10 responses to “Apologetics 101: Defining Apologetics”

  1. Elder Larry G Stanley says :

    Paul taught and preached in a consistant manner to all those he encountered. Jesus did the same with emphasis on who his listeners were. He spoke in a style that reached people in different environments., The sermon was the same but packaged different for his listeners. The main topic that is often not discussed is listening to the Holy Spirit. We can debate or discuss the methodology until we die; but are we avoiding the Holy Spirit in all we do or following a man made outline without the Holy Spirit. In every thing we do and everything we say and everthing we preach are we involving the Holy Spirit and leaning upon God to guide us. I know …..I am from the “Old School”. But one thing I know for sure is without the Holy Spirit, you are left with your own understanding and your own teachings. The Bible is clear to lean not to your own understanding but by the power of God. With that said, I do like a structured teaching that teaches the whole doctrine and helps brothers and sisters know the doctrine and defend the faith. I also like Preaching with power and demonstration of Prayer and the Holy Spirit of God. John said he saw an Angel carrying the everlasting doctrine. Question: That Angel is still there. Jesus told the Apostles that they would receive thier words from the Holy Spirit and it was a free gift. I know many churches today began to shout and even scream claiming they are in the Spirit. I am unsure what spirit and even question what spirit. But I also know that a dry sermon without the Holy spirit will not feed the children of God. Just lending a few concerns that my fellow Brothers from the 1800 also listed as important. I like the word, ” Defending the Faith.” The word Apolegetics to most folks sounds like apology? I actually did a survey and asked. That was their response.

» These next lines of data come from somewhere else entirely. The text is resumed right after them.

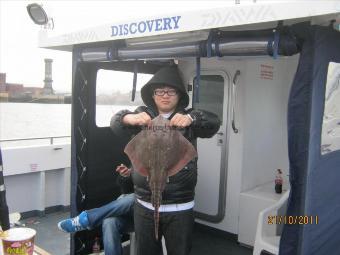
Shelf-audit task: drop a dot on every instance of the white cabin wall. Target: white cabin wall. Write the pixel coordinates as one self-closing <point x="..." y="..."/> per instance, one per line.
<point x="260" y="146"/>
<point x="235" y="149"/>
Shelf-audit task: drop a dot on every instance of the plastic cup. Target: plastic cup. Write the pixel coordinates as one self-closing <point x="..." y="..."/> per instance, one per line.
<point x="18" y="241"/>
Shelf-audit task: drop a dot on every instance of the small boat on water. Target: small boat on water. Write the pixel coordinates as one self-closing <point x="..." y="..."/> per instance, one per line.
<point x="270" y="71"/>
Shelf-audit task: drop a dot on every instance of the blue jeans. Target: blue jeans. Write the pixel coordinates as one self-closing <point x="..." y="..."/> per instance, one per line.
<point x="176" y="227"/>
<point x="116" y="218"/>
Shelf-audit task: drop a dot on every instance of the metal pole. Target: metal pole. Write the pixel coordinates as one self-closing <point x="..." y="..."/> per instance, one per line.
<point x="4" y="216"/>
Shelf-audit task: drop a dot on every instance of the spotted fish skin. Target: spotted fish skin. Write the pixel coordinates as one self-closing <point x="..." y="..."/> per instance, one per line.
<point x="157" y="152"/>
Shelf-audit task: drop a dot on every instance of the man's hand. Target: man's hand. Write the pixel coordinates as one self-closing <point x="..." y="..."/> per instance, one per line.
<point x="123" y="170"/>
<point x="180" y="120"/>
<point x="139" y="119"/>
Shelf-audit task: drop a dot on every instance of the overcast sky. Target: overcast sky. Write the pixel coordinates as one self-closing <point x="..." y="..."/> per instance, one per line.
<point x="20" y="56"/>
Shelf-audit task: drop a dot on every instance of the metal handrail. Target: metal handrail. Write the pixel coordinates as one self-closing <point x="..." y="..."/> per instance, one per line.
<point x="51" y="138"/>
<point x="234" y="101"/>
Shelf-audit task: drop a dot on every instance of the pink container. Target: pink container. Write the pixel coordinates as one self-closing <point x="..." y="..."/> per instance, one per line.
<point x="18" y="241"/>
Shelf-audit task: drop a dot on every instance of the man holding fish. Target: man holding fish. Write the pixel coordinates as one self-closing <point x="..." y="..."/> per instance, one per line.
<point x="164" y="161"/>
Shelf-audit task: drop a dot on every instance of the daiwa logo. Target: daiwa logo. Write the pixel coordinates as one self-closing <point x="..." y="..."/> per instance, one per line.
<point x="146" y="26"/>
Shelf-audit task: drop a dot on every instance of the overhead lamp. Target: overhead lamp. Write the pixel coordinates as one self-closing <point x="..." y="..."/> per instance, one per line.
<point x="37" y="14"/>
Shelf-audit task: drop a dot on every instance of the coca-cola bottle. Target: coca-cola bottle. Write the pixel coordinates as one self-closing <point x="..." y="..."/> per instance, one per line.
<point x="96" y="246"/>
<point x="278" y="181"/>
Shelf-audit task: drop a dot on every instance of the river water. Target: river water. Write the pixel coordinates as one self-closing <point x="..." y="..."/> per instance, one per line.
<point x="31" y="120"/>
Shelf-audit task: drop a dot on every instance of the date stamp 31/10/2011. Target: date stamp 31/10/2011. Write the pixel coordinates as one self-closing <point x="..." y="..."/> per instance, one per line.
<point x="293" y="219"/>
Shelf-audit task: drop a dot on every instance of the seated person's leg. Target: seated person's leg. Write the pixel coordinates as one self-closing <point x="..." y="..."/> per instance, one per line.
<point x="113" y="228"/>
<point x="94" y="217"/>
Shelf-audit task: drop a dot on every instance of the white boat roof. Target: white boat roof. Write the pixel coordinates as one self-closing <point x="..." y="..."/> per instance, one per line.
<point x="244" y="16"/>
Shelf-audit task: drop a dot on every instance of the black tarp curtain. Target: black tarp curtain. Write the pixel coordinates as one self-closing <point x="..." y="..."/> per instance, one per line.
<point x="314" y="178"/>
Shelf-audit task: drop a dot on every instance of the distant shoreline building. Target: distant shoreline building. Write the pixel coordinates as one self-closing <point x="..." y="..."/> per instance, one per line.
<point x="12" y="92"/>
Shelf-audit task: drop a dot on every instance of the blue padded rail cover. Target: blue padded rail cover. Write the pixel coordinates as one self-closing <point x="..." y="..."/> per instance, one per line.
<point x="314" y="178"/>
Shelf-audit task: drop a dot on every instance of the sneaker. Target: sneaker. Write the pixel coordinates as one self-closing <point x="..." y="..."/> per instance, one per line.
<point x="71" y="225"/>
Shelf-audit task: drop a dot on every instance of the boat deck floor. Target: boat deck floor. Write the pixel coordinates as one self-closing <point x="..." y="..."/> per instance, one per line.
<point x="56" y="242"/>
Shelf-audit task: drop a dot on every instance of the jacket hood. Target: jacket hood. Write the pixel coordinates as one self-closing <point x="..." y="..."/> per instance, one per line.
<point x="167" y="76"/>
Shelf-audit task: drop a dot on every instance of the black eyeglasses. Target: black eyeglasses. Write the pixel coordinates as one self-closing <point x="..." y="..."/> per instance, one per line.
<point x="162" y="92"/>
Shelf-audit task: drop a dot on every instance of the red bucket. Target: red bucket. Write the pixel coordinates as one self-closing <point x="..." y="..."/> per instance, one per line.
<point x="18" y="241"/>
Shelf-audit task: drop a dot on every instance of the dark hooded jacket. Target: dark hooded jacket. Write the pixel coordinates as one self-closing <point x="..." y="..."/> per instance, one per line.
<point x="180" y="187"/>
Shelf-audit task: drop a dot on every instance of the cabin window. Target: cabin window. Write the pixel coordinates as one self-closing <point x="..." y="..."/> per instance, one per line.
<point x="330" y="136"/>
<point x="211" y="94"/>
<point x="114" y="93"/>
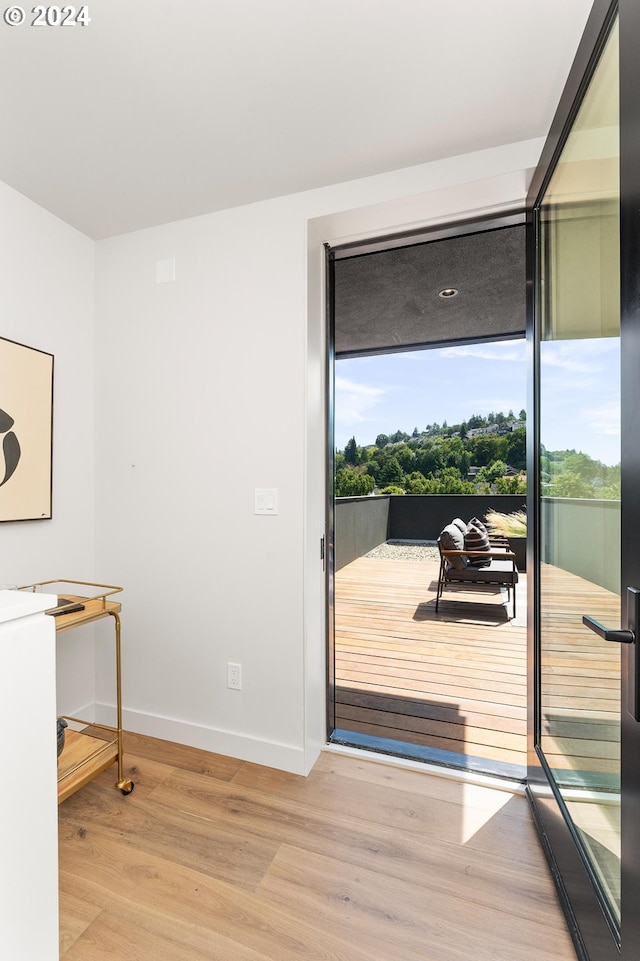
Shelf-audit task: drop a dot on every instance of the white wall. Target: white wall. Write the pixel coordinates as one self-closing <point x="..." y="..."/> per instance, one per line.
<point x="211" y="386"/>
<point x="47" y="302"/>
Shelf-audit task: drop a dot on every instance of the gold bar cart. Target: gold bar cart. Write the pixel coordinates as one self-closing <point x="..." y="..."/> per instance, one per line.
<point x="86" y="755"/>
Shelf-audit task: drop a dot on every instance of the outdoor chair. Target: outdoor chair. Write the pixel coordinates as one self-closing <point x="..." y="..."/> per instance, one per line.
<point x="461" y="565"/>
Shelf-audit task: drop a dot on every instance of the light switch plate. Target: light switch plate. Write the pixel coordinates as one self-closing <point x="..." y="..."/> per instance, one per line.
<point x="166" y="270"/>
<point x="266" y="500"/>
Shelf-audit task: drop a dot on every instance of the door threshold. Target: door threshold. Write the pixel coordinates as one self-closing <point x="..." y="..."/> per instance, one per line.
<point x="449" y="764"/>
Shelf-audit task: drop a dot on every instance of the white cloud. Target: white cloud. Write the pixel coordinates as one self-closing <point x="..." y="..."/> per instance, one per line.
<point x="356" y="402"/>
<point x="511" y="351"/>
<point x="604" y="420"/>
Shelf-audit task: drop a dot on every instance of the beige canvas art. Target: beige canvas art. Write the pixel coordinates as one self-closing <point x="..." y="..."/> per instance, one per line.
<point x="26" y="407"/>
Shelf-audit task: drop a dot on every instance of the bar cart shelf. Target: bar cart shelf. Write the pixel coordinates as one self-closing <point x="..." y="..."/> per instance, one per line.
<point x="92" y="748"/>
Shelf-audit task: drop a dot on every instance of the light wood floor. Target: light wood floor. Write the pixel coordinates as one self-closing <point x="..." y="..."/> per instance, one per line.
<point x="213" y="859"/>
<point x="453" y="680"/>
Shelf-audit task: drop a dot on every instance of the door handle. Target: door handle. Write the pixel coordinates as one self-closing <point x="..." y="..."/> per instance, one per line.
<point x="622" y="637"/>
<point x="628" y="636"/>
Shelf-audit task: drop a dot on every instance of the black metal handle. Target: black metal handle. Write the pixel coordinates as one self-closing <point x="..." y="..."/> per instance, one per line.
<point x="622" y="637"/>
<point x="631" y="657"/>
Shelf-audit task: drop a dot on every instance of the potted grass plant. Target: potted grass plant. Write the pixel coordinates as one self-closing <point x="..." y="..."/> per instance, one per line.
<point x="513" y="526"/>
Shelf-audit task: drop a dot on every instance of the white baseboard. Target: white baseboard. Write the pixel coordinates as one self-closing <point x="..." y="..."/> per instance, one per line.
<point x="284" y="757"/>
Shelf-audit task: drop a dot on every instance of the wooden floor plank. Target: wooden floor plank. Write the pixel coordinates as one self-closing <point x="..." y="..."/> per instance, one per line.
<point x="368" y="863"/>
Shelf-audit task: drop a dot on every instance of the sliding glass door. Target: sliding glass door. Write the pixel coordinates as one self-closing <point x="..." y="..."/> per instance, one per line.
<point x="584" y="604"/>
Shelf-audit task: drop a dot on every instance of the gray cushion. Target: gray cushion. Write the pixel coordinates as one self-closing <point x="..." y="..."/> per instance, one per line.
<point x="477" y="540"/>
<point x="478" y="524"/>
<point x="498" y="572"/>
<point x="452" y="539"/>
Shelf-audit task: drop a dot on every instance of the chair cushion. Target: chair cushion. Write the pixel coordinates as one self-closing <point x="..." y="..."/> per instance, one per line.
<point x="476" y="539"/>
<point x="452" y="539"/>
<point x="478" y="524"/>
<point x="498" y="572"/>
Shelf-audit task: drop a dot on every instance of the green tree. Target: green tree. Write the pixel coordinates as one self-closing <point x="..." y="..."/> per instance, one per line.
<point x="352" y="483"/>
<point x="416" y="483"/>
<point x="390" y="472"/>
<point x="515" y="448"/>
<point x="510" y="485"/>
<point x="406" y="458"/>
<point x="570" y="484"/>
<point x="351" y="452"/>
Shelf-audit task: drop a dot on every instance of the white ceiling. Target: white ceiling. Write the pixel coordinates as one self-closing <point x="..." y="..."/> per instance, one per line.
<point x="165" y="109"/>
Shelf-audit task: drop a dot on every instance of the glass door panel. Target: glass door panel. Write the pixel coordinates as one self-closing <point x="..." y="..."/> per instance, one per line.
<point x="579" y="463"/>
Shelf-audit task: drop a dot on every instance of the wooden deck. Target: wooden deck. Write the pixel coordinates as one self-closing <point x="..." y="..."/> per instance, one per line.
<point x="456" y="680"/>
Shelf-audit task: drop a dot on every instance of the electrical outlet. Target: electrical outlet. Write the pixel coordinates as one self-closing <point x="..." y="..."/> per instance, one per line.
<point x="234" y="676"/>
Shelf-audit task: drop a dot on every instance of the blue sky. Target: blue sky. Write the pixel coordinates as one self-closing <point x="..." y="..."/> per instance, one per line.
<point x="380" y="395"/>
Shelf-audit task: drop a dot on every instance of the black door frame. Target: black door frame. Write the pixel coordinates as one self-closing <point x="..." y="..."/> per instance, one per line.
<point x="515" y="216"/>
<point x="595" y="933"/>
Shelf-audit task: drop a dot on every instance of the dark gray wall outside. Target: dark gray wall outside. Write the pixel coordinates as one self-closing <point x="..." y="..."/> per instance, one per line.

Maybe this helps aned maybe it doesn’t, but you asked for input.

  2. Thomas Owusu-G says :

    I think Apologetics is the way forward for Christians to be equiped with the truth. I am involved in Evangelism now, please give everything you think is neccessary.

  3. Larry G Stanley says :

    Very good article. I also like to listen to Christian debates on the doctrine. I like christian science PHD’s who challenge world views such as evolution and the flood.